Aside from a friend of a friend who sits with his head in his hands, the people in the room are Lopez’s second family. She spends more time with these dancers, managers, stylists and publicists than with her folks back in the Bronx or even with her boyfriend, Sean “Puffy” Combs. “No matter where she’s at,” says producer Cory Rooney, Lopez’s principal musical collaborator, “she’s got her crew who rolls with her — and they party.” Says Lopez, “I need them around me. We love each other, we work really hard, and we play really hard together.” Not only that, “they’re great at what they do.” Champagne seems to be the drink of choice, but Jennifer Lopez sips naught. She doesn’t smoke or do drugs, either. “Sometimes I’ll have some champagne when somebody makes a toast,” she says. “But I’ll never finish it. I just never really got into drinking. And now I don’t have the time. I don’t have the three minutes it takes to smoke a cigarette!”
Lopez does, however, dance, and the maitre d’ is soon called in to remove the glass coffee table. Lopez hops from her couch perch and shrieks with glee as the DJ plays “Lady (Hear Me Tonight)” by Brit dance act Modjo. When she rises, the entire room rises, too. Lopez exudes a benevolent control over her surroundings; when she’s not demanding that everyone do as she does, everyone just seems to want to.
The room grooves hard to Madonna’s “Vogue” and Michael Jackson’s “Don’t Stop ‘Til You Get Enough,” and when the DJ slips on a bit of Chic’s “Good Times,” Lopez, her dancers and her stylists re-create the Sugarhill Gang’s “Rapper’s Delight,” continuing on after the song is gone. Lopez shimmies around the room — so much so that she breaks a strap on her top, a situation speedily remedied by two stylists and a Band-Aid. The party gets looser as even the misanthrope gives it a go. He suddenly rises and begins break dancing, while Lopez and her dancers circle around him, a body-popping B-boy in an Oxford shirt.
Not long after, Jennifer Lopez bids her friends adieu and is escorted away by her bodyguard B.O.B. (sure, it spells Bob, but ask, and the Lopez crew will simply explain that it is pronounced B-O-B). The rest of her posse parties on, working up the hangovers that Lopez affectionately giggles at the next morning. Jennifer Lopez doesn’t have time to waste on late nights. She may have two simultaneously successful careers in film and music, but she’s far from done. And until she is, there isn’t much she’ll let get in the way.
Jennifer Lopez is the highest-paid Latina in Hollywood history, commanding $9 million a picture. Her debut album, On the 6, sold 8 million copies worldwide.
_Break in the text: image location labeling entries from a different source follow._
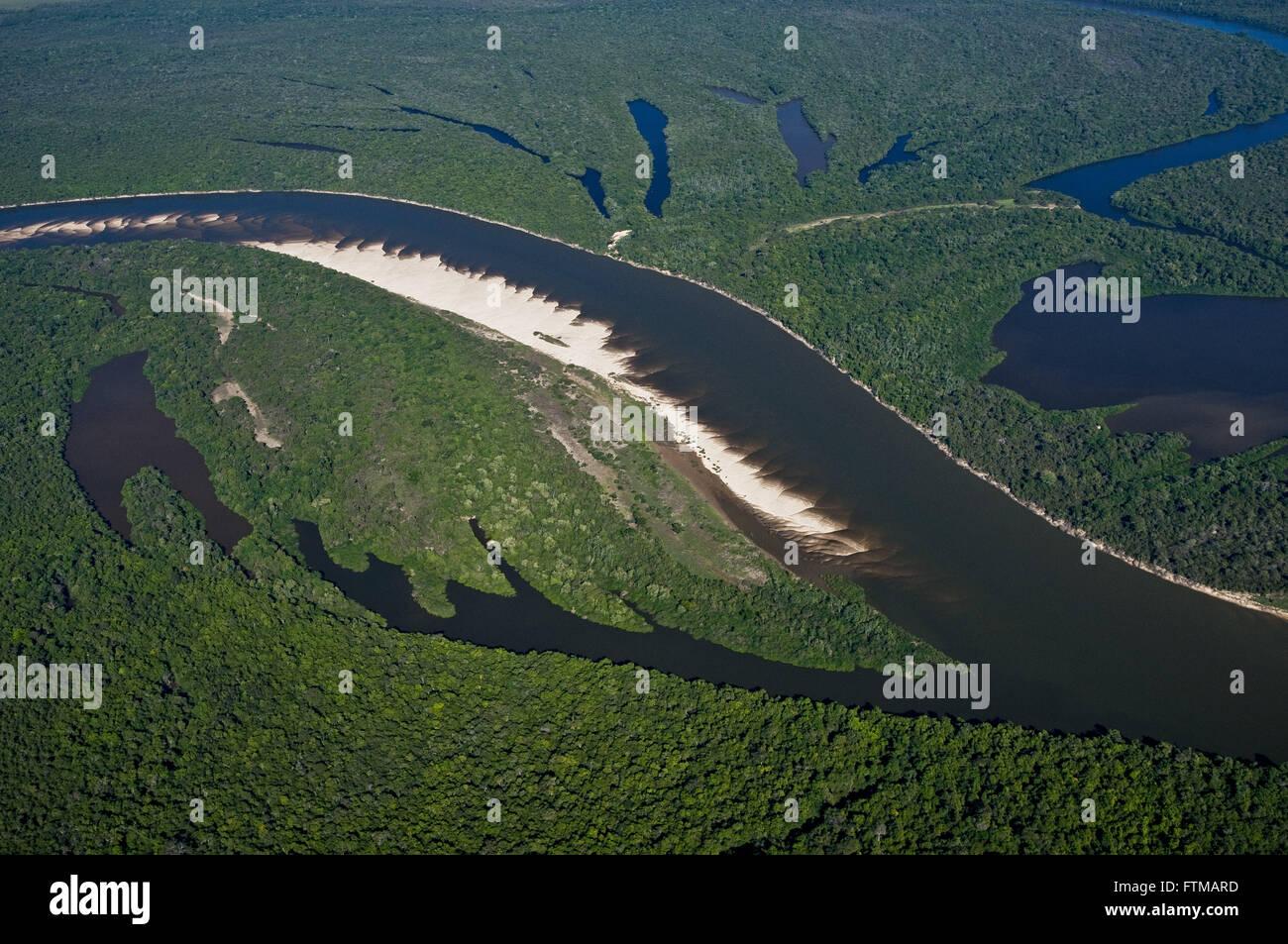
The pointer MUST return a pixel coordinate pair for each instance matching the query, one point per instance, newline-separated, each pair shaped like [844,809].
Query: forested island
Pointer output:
[224,675]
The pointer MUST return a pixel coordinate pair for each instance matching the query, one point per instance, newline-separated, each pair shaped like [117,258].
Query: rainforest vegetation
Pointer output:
[222,679]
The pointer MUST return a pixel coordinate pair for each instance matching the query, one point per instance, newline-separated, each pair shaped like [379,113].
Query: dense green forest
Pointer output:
[907,303]
[1250,211]
[446,426]
[867,72]
[1269,14]
[223,681]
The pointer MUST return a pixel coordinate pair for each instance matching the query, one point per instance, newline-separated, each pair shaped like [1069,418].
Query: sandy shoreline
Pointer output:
[531,320]
[1229,596]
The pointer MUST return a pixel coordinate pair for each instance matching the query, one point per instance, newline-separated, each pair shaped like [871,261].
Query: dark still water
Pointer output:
[948,557]
[798,133]
[528,622]
[116,429]
[652,127]
[805,143]
[1188,364]
[898,154]
[1094,184]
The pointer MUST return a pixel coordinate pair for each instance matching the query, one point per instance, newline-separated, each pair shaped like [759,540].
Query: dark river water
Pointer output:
[1094,184]
[652,127]
[798,133]
[949,558]
[898,154]
[116,429]
[1188,365]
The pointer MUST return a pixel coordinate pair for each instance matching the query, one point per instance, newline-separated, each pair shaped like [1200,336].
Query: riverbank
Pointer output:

J.Lo, her far-superior second effort, will make her more ubiquitous than that nearly nude Versace dress she wore to the Grammys. Her last movie, The Cell, made an impressive $60 million, and she has two new movies: the just-released romantic comedy The Wedding Planner, and the upcoming supernatural thriller Angel Eyes, with three more scheduled to follow.
“I get my work ethic from my parents,” she says, lounging the next day in London’s swank Metropolitan Hotel. “I feel like I haven’t even started yet. I’m looking forward to the ninth album, the thirtieth movie. I want to write more songs, tour, find the right roles, have my own family. That’s why I have so much energy. I know what lies ahead.”